I don't know as much about bird vision, but I think the curve is suggesting that they also have cells sensitive to UV light, and that their visible light receptor cells are most sensitive at different wavelengths than ours
There's nothing on the chart that indicates what wavelengths are actually being scattered from "black" bird feathers, but if it's in the gap between our green and red receptors, or if it's in the UV, birds eyes would be more sensitive to it. Though we CAN see some UV at the lower wavelengths if it's really bright, and we can of course see yellow and orange... Birds would just see them more brightly. The picture someone shared in another reply showing what a black bird looks like to a camera in really bright sunlight seems like a pretty good indication of what colors birds might be seeing with their more sensitive receptors at some of these wavelengths - but they are probably seeing them as brighter colors even in dimmer lighting.
-
TIL crows, starlings and similar birds only *look* black to us — they’re actually very colorful in ways human eyes are unable to perceive. 🤯
Remember that next time people can’t see your “colors”.
Some colors just require different eyes.
@leaverou gimme birbs eyes please 🥺
-
TIL crows, starlings and similar birds only *look* black to us — they’re actually very colorful in ways human eyes are unable to perceive. 🤯
Remember that next time people can’t see your “colors”.
Some colors just require different eyes.
@leaverou starlings are kaleidoscopic
-
@leaverou Could you make the colors visible by taking a photo in RAW format and adjusting the color settings?

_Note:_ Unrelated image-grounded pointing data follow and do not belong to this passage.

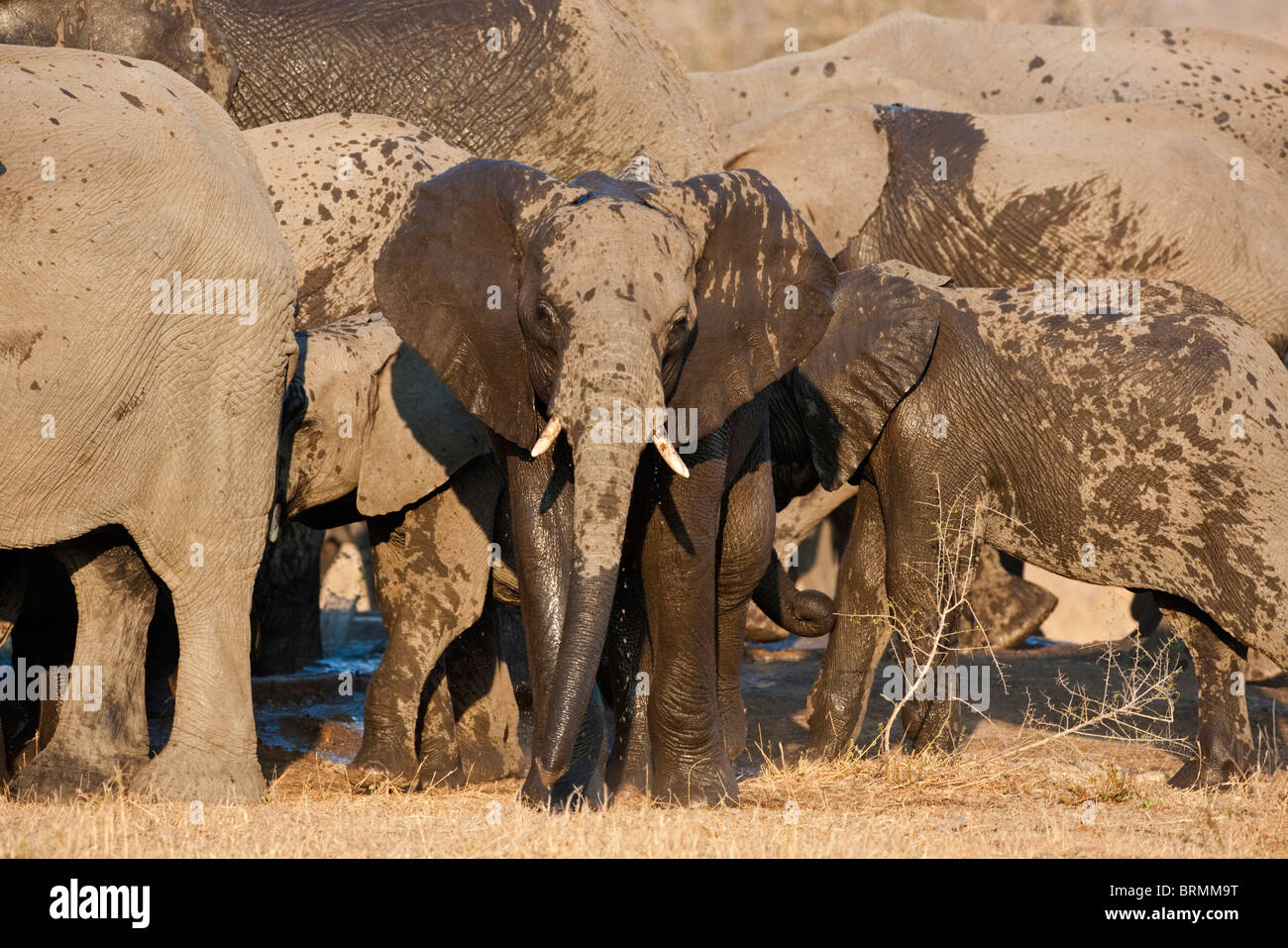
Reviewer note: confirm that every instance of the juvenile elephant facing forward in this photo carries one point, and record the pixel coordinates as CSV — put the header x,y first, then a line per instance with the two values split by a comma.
x,y
570,304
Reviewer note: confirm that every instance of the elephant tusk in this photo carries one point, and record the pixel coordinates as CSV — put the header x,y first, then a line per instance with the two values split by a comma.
x,y
548,437
668,450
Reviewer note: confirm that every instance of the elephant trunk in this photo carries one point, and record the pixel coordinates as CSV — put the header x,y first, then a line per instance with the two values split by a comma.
x,y
605,456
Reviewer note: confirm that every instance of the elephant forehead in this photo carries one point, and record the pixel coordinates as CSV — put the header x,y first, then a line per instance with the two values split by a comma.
x,y
610,249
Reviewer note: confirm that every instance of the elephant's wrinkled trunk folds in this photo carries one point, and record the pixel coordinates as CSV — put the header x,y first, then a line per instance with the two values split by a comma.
x,y
604,463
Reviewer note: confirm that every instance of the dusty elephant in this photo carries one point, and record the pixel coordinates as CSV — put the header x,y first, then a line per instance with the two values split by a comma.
x,y
1232,82
1000,200
1176,481
370,432
695,312
168,437
552,82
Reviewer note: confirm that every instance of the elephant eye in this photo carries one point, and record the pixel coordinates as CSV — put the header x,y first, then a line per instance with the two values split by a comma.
x,y
679,329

I don't know how camera sensors work, but maybe they're able to capture these colors.
@alpacamale @leaverou
No, because the camera sensors, especially decent ones have a colour filter array to suit both typical RGB displays and the human eye response.Just out of band IR or UV will create false RGB, some phone cameras will show white or blue for near IR (point TV remote at it) and a UV fly trap will look a quite different colour on phone than by naked eye.
The displays typically have narrow R, G & B at peaks of human response and good camera filters use R, G & B curves.
-
@leaverou Who keeps putting the UV at the lower, and infrared at the upper part of the spectrum??!
@ShnoofleBear @leaverou
Sometimes shorter wave (UV) is towards orgin. Or it can be labelled in wavelength, but ordered by frequency, so IR is toward origin, -
@alpacamale @leaverou
No, because the camera sensors, especially decent ones have a colour filter array to suit both typical RGB displays and the human eye response.Just out of band IR or UV will create false RGB, some phone cameras will show white or blue for near IR (point TV remote at it) and a UV fly trap will look a quite different colour on phone than by naked eye.
The displays typically have narrow R, G & B at peaks of human response and good camera filters use R, G & B curves.
@raymaccarthy @leaverou Damn. But thanks for the explanation.
-
@leaverou That's a starling, not a crow, but very cool nonetheless! Magpies also have pretty iridescent green-black feathers, while crows and ravens seem inky black - would love to see a bird's eye version of a raven.
-
P pelle@veganism.social shared this topic
-
@raymaccarthy @leaverou Damn. But thanks for the explanation.
@alpacamale @leaverou
You need a UV camera and then edit the regular RGB to fake colours and then the mono UV as Blue. The simple way is to use two layers and mess with colour balance hue on the colour one till far blue is black and the mono UV layer till it's only far blue and merge.You can't ever see what birds or any creature (or Alien) with better colour vision sees, but you can downgrade to what dogs or cattle see.
Some women are a bit tetrachromatic on retina but eye filters it.